On the same track How a group of train travellers became a community for social causes
news Human Interest Friday, February 10, 2017 - 19:21

When 51-year old K Chandran boards the Thrissur-Kannur Passenger train every morning, he finds very few strangers in the compartment. The rest are all friends who will keep him company for the three hours of journey that will take him to his workplace in Kozhikode. 

Back in 2004, when Chandran, an employee of the state Agriculture Department began catching the early morning train to Kozhikode, he knew hardly anyone in the compartment. 

13 years later, Chandran finds himself the president of Trainmates, a socio-cultural platform for commuters of the Thrissur-Kannur passenger train. 

Speaking to The News Minute, Chandran recalls how he would make use of every opportunity to strike a conversation with his co-passengers. Himself a member of the Southern Railway's Consultation Cell, Chandran would urge them to share their grievances with him, so that he could report back to the Railways.

Very soon he realized that he was not the only regular passenger in the compartment. Discussions on current affairs and political developments in the state dominated his conversation with four other government employees who too had their offices at Kozhikode. 

Three months and numerous conversations later, the five passengers -KG Balakrishnan, Dharman, Nandan, Achukkuttan and Chandran- decided it was time for them to expand their circle. That was when in August 2005, Trainmates formally came into being. 

"It took us a couple of months to get past the casual conversations, and understand each other better.
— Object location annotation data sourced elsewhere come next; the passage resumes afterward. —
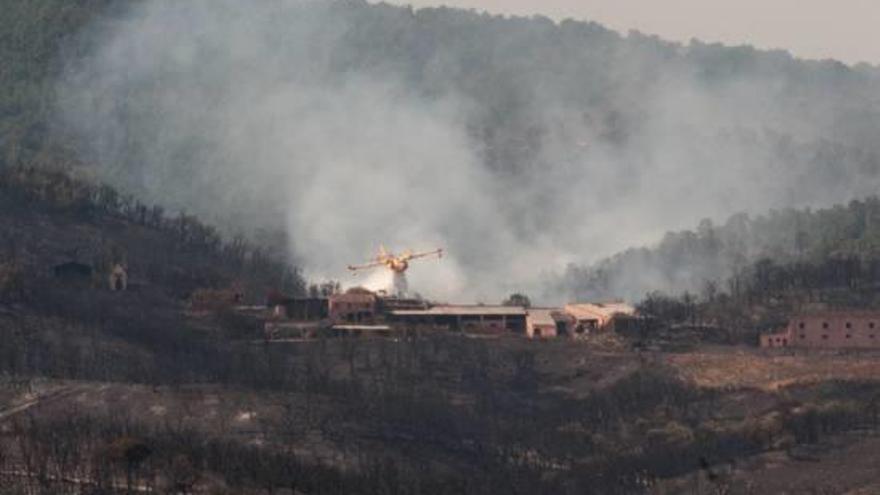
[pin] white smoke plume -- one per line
(262, 115)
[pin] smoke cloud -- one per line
(518, 146)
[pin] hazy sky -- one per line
(843, 29)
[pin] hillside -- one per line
(828, 248)
(552, 131)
This gradually paved the way to a deep friendship. Our families too were later roped in. Some months later, we organized a get-together at CMS School in Thrissur. All of our families turned up," smiles Chandran.

Soon, others joined in. 

"As far as I remember, the five of us have always boarded the fourth compartment from the back. Once the group was formed, we would tell the others that they would find us there. Soon, they too began boarding the same compartment," Chandran elaborates.

The return journey was no different. They would board from Kozhikode, arrive at Shornur in Palakkad, from where they switched trains for Thrissur. 

"Right from the beginning, Trainmates has had a definite purpose. This is not just a gathering of those who while away time during the daily commute. There are several who are unable to lead a harmonious life, owing to class differences. Whatever their circumstances, they tend to end up isolated. Trainmates seek to uplift such deprived sections in society," avers Chandran.

For the first three years, the group concentrated on strengthening its own bond, with even Onam being celebrated in the train-compartment. 

They even went to the extent of adorning the floor of the compartment with floral carpets, and distributed traditional food items like banana chips, pappadam and payasam to all passengers. This added more members to the group. 

Neither caste nor creed is a barrier to being a member of the group, but the group has made a conscious decision to keep the membership down to 50. 

"Those who are like-minded and ready to take our mission forward are always welcome. But we are looking for dedicated, active members who can devote enough time to group activities. While a few members left after they relocated to other places, others took their place,” says Chandran.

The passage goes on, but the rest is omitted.